Tarmac has delivered this striking university campus on time and within its £33m budget this week – but will it make the grade as an Egan demonstration project?
Teaching begins this week in the Docklands campus of the University of East London, the first new university campus in the capital for half a century.

Designed by Edward Cullinan Architects, it is one of the most eye-catching collections of higher education buildings in the UK. What is more, it looks like making the grade as an Egan demonstration project.

The campus runs along the Royal Albert Dock, a 2 km length of water that, even on a fine day, can be whipped up into sizeable waves. With no surrounding features to relate to, the buildings create a strong yet protective environment.

The ingredients of Cullinan’s environment include vibrant blue, green, yellow and terracotta colours on plain rendered walls. Added to these are the dynamic forms of drum-shaped halls of residence with butterfly roofs and repeated northlight roofs with wave-shaped aluminium eaves.

The academic blocks extend to sharp points that cantilever over a pedestrian piazza. These also help protect the piazza from strong winds.

Yet beneath its glamorous exterior, the first phase of the campus has been built as a demonstration project for the Egan principle of value for money. The 19 000 m2 of academic space, plus 384 student bedrooms, were built for only £33m. Design-and-build contractor Tarmac (now Carillion) reduced the contract sum by value engineering from a tender price of £36m, partly by treating contaminated soil by binding it in situ with a lime and cement slurry.

The project was completed in time for the start of the academic year this week, despite Tarmac using three months of the 18-month programme for the value-engineering exercise.
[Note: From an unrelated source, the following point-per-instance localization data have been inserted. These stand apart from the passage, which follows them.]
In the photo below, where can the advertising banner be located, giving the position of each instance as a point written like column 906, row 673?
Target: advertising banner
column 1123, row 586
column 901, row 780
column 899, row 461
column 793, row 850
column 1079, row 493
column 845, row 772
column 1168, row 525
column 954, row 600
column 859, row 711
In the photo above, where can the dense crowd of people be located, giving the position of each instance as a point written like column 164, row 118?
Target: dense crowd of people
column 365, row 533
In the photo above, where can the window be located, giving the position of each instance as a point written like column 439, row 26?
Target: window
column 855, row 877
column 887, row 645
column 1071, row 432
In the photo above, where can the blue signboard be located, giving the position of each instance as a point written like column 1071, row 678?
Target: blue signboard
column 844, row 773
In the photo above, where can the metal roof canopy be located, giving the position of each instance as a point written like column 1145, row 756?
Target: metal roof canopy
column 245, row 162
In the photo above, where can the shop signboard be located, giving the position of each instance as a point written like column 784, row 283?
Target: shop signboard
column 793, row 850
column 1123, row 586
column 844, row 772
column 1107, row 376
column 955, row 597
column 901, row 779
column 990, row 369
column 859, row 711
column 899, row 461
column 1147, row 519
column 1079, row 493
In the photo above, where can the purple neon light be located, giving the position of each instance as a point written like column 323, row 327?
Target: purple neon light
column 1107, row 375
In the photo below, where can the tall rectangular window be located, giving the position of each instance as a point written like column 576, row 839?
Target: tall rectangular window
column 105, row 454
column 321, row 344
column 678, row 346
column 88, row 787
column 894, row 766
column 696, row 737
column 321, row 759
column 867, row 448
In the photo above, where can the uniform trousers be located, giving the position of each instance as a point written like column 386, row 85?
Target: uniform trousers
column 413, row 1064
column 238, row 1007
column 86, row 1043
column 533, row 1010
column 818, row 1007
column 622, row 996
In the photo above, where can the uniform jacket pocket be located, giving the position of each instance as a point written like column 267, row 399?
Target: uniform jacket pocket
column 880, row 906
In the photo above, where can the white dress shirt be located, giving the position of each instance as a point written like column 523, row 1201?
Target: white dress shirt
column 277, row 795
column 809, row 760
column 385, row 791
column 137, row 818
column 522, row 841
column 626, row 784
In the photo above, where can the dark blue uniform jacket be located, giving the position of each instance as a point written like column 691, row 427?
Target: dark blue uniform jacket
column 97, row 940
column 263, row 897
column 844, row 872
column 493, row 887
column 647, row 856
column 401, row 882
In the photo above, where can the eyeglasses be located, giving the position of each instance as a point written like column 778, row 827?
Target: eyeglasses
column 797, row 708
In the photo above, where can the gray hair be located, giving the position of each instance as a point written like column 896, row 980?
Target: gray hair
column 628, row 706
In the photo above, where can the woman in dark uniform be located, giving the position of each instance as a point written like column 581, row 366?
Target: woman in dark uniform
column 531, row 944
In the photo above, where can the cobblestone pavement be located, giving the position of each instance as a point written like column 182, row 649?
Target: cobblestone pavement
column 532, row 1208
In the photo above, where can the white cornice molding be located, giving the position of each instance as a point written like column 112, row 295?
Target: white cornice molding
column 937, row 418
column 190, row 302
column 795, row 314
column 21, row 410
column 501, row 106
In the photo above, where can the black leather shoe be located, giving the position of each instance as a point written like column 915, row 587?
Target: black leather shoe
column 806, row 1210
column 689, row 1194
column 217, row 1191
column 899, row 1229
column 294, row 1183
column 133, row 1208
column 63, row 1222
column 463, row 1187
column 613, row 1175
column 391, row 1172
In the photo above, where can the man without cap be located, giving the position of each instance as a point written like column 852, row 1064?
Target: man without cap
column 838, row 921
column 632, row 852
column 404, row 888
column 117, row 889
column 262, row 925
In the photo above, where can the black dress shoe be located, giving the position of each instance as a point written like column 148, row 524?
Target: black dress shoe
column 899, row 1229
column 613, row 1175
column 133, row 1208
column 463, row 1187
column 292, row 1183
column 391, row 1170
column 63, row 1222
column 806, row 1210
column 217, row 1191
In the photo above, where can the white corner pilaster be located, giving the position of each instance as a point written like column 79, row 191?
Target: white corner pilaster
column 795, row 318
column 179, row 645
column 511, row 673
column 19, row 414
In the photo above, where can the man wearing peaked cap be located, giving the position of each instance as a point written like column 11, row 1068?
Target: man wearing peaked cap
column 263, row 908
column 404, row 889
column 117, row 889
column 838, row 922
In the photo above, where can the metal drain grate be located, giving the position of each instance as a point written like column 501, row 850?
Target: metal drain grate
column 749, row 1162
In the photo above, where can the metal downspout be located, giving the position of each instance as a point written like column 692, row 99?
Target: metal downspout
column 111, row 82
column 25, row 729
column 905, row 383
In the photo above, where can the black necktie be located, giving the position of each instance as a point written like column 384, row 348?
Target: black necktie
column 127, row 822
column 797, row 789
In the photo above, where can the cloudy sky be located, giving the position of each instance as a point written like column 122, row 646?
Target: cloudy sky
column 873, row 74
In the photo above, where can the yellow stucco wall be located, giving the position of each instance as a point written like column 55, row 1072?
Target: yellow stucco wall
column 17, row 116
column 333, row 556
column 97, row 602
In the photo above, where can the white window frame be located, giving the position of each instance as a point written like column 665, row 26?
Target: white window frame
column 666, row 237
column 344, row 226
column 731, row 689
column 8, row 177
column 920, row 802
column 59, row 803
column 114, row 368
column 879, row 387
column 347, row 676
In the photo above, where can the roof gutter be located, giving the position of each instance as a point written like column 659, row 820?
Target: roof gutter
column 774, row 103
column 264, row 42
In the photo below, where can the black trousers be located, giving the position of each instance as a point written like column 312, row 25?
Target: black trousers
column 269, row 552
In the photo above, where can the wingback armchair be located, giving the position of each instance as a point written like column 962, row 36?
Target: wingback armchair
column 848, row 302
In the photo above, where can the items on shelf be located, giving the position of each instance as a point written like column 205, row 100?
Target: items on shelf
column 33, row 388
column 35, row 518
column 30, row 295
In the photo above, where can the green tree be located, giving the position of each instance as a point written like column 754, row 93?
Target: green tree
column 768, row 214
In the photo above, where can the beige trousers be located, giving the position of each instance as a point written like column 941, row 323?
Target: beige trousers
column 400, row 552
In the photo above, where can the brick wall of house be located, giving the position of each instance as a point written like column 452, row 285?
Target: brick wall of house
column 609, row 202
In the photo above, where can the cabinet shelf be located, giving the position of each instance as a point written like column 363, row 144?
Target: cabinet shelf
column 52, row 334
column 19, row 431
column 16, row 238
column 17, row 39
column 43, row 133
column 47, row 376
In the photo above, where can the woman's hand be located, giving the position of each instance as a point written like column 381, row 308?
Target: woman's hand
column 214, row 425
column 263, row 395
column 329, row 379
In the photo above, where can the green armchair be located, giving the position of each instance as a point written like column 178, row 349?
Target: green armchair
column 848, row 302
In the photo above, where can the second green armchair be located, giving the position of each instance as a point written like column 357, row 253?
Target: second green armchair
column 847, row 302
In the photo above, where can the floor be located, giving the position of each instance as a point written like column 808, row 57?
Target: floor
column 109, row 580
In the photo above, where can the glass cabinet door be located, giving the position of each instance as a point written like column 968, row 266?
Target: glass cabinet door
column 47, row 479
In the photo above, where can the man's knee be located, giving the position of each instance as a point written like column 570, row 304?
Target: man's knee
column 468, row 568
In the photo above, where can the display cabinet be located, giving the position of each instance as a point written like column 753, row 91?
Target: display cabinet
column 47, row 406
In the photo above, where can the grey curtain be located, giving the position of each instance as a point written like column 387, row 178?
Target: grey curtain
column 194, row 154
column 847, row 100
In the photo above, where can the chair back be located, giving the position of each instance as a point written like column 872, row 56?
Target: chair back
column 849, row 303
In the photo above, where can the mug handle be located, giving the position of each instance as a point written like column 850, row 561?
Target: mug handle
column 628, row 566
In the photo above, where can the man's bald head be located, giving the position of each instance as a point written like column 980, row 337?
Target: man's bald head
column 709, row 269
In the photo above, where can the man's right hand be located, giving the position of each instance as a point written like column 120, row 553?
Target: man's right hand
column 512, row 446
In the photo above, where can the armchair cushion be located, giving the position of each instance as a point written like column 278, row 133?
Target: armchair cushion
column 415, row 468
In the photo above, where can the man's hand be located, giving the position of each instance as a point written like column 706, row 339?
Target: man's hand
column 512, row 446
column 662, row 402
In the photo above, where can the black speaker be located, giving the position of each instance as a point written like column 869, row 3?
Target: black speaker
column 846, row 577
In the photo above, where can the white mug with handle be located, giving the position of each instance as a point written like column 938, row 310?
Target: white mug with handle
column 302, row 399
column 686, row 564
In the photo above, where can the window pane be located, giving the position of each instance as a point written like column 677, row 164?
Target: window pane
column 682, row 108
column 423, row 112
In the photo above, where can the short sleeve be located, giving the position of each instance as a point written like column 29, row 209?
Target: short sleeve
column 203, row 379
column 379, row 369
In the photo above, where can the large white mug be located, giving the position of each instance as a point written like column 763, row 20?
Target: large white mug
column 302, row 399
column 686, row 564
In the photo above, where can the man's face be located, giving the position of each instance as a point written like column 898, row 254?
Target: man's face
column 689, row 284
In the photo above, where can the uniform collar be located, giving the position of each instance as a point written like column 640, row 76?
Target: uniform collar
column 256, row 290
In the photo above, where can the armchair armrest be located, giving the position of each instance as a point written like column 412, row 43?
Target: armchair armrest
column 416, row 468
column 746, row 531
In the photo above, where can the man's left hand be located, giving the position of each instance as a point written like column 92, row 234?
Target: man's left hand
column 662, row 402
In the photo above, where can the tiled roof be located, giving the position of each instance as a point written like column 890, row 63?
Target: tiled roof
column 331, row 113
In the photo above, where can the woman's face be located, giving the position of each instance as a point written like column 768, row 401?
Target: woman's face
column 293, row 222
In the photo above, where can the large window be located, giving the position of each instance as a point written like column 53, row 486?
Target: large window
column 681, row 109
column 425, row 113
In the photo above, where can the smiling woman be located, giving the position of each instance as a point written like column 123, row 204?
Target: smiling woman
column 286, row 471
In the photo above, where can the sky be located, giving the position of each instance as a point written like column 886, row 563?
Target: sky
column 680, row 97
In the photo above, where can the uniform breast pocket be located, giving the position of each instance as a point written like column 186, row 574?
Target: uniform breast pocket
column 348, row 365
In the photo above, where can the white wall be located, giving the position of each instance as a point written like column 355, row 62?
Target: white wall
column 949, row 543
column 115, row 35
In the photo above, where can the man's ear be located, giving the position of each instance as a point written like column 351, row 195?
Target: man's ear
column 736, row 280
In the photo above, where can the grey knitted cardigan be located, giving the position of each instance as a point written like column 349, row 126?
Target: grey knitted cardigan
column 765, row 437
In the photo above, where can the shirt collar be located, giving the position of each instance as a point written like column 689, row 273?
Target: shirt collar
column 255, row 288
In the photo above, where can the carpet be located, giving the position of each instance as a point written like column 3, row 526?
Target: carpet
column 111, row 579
The buildings should also be cheap to run, as Termodeck hollow-core concrete floors distribute fresh air.

Derek Fowlie, the university’s estates director, thinks the project team has passed the Egan test “in part”. He says: “The costs are very close to the contracted sum and we moved in as scheduled. But on zero defects, it’s more difficult to judge.”

The project team included Turner & Townsend as project manager, Whitby Bird & Partners as structural engineer, Fulcrum Consulting as services engineer, Gardiner & Theobald as QS and GMW as contractor’s architect.